Środowisko rzeczoznawców ostro protestuje.
Projekt przewiduje, że rzeczoznawcą majątkowym będzie można zostać po ukończeniu studiów wyższych, czyli także po licencjackich. Obecnie zaś trzeba mieć co najmniej studia magisterskie. Parlamentarzyści pozostawili wprawdzie obowiązujący teraz wymóg ukończenia studiów podyplomowych w zakresie wyceny nieruchomości, ale nie wszyscy będą musieli je kończyć. Z tego obowiązku zwolnione zostaną osoby, które studiowały na kierunku obejmującym zajęcia z wyceny nieruchomości, potwierdzone suplementem do dyplomu lub zaświadczeniem uczelni.
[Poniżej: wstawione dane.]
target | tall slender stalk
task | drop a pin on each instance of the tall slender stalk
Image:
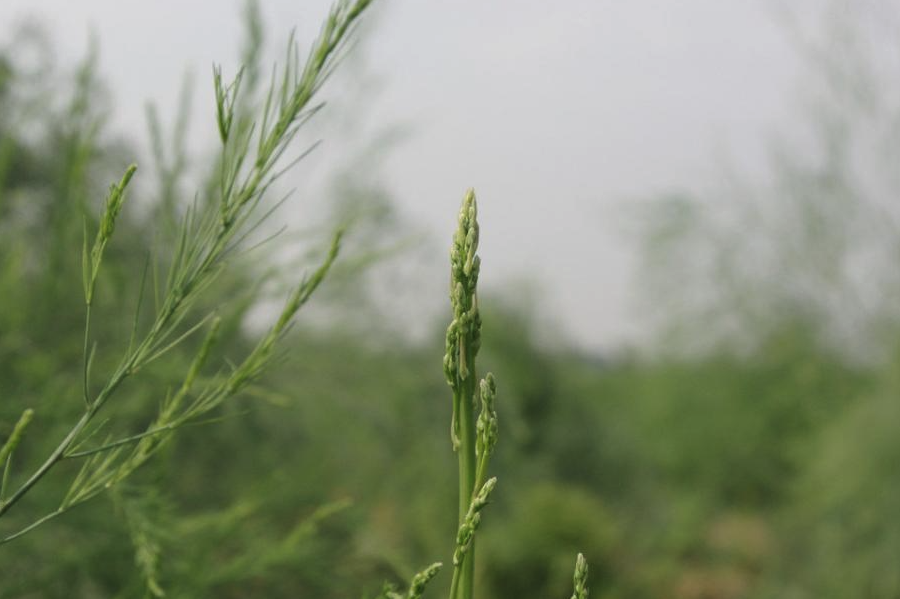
(473, 439)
Przyszły rzeczoznawca będzie musiał – tak jak obecnie – ukończyć praktyki zawodowe, ale już skrócone do pół roku. I w tym wypadku przewidziano również wyjątki. Nie będą musiały ich odbywać osoby, które przeszły praktyki studenckie (realizowane na podstawie umowy zawartej między uczelnią a organizacją zawodową rzeczoznawców), a także mające dwuletnie doświadczenie związane z wyceną. Projekt przewiduje ponadto, że egzaminu dopuszczającego do zawodu rzeczoznawcy nie będą zdawały osoby, które otrzymają dyplom ukończenia studiów wyższych na kierunku obejmującym m.in. wycenę nieruchomości. Wystarczy, że ich wiedzę sprawdzi w postępowaniu kwalifikacyjnym uczelnia.
Deregulacja rzeczoznawców to przede wszystkim pomysł Bartłomieja Banaszaka, rzecznika absolwentów, ostatecznie zaakceptowany przez posłów. W trakcie prac nadzwyczajnej komisji stwierdził on, że obecne wymagania od kandydatów na rzeczoznawców są zbyt wygórowane i w zupełności wystarczy np. licencjat oraz odpowiednia ilość zajęć z wyceny.
– Tryb wprowadzenia tych zmian jest niedopuszczalny – twierdzi Krzysztof Bratkowski, prezydent Polskiej Federacji Stowarzyszeń Rzeczoznawców Majątkowych. Tłumaczy, że pierwotnie projekt rządowy w ogóle nie przewidywał deregulacji tego zawodu. – Nikt z nami ich nie konsultował. To skandal. Tak nie powinno się tworzyć prawa. Jeżeli ustawa zostanie uchwalona w takim kształcie, złożymy skargę do Trybunału Konstytucyjnego – zapowiada.
– Nie wyobrażam sobie, że osoba tuż po studiach, tylko po praktyce zawodowej, ma wyceniać majątek wart miliony złotych – dodaje Krzysztof Urbańczyk, rzeczoznawca majątkowy. – Ta ustawa nie przysporzy nowych miejsc pracy – uważa.